A definitive merger agreement has been entered into under which Pfizer will acquire Wyeth in a cash-and-stock transaction, currently valued at US$50.19 per share, or a total of approximately US$68 billion. The Boards of Directors of both companies have approved the combination, which will create one of the most diversified companies in the global healthcare industry.
Under the terms of the transaction, each outstanding share of Wyeth common stock will be converted into the right to receive US$33.00 in cash and 0.985 of a share of Pfizer common stock, subject to the terms of the merger agreement. Based on the closing price of Pfizer stock as of 23rd January, the stock component is valued at US$17.19 per share. The transaction provides immediate value to Wyeth shareholders through the cash component, as well as continued participation in the future prospects expected to result from the combination through their ownership of approximately 16 per cent of Pfizer’s shares. The transaction will be financed through a combination of cash, debt and stock. A consortium of banks has provided commitments for a total of US$22.5 billion in debt. Pfizer and Wyeth expect the transaction to close at the end of the third quarter or during the fourth quarter 2009.
The new company will be an industry leader in human, animal and consumer health. With the combined biopharmaceuticals business, it will lead in primary and specialty care as well as in small and large molecules. Its geographic presence in most of the world’s developed and developing countries will be unrivalled. Wyeth already has a leadership position in growth areas, such as vaccines, nutritionals and biologics. But what will Pfizer be getting for its money?

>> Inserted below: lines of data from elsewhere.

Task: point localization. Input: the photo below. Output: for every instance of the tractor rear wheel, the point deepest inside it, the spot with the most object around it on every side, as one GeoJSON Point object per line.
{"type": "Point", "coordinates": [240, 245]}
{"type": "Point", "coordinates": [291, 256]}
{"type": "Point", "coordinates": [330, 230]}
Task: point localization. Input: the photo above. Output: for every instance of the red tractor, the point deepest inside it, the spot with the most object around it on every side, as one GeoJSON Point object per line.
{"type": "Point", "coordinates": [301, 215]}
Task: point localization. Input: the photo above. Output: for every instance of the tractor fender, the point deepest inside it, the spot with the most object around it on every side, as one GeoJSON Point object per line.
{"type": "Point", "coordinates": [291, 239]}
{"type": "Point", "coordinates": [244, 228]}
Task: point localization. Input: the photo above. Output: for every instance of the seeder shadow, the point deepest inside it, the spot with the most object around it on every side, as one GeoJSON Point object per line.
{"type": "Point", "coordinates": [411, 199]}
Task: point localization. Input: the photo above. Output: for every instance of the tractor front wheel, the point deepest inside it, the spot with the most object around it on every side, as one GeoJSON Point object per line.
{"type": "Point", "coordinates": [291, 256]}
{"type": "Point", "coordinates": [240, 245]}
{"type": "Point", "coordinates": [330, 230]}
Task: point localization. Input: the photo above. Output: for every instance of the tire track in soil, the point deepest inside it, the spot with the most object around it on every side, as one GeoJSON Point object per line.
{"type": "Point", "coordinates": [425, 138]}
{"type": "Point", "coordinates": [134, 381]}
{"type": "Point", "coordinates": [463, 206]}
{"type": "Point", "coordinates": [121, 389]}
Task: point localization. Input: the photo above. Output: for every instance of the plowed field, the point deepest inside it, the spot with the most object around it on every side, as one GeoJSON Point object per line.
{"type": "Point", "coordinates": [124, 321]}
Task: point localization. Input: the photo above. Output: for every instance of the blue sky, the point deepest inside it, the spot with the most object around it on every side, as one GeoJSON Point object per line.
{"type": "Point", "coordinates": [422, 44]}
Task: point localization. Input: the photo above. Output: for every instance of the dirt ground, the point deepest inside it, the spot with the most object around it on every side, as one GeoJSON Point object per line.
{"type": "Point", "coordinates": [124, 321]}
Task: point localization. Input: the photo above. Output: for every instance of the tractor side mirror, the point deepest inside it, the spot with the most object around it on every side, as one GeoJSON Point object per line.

In the oncology area, Wyeth currently markets the following products: Torisel (temsirolimus) for the treatment of advanced renal cell carcinoma, and also filed in the EU for mantle cell lymphoma; Neumega (oprelvekin) for the prevention of severe thrombocytopenia and the reduction of the need for platelet transfusions following myelosuppressive chemotherapy in adult patients with non-myeloid malignancies who are at high risk of severe thrombocytopenia; Mylotarg (gemtuzumab ozogamicin) for the treatment of patients with CD33+ acute myeloid leukaemia in first relapse who are 60 years of age or older and who are not considered candidates for other cytotoxic chemotherapy; and Relistor (methylnaltrexone) subcutaneous injection for the treatment of opioid-induced constipation in patients with advanced illness who are receiving palliative care. These will be combined with Pfizer's marketed products, which include Camptosar (irinotecan) for colorectal cancer; Sutent (sunitinib) for gastrointestinal stromal tumours and renal cell carcinoma; and Aromasin (exemestane) for breast cancer.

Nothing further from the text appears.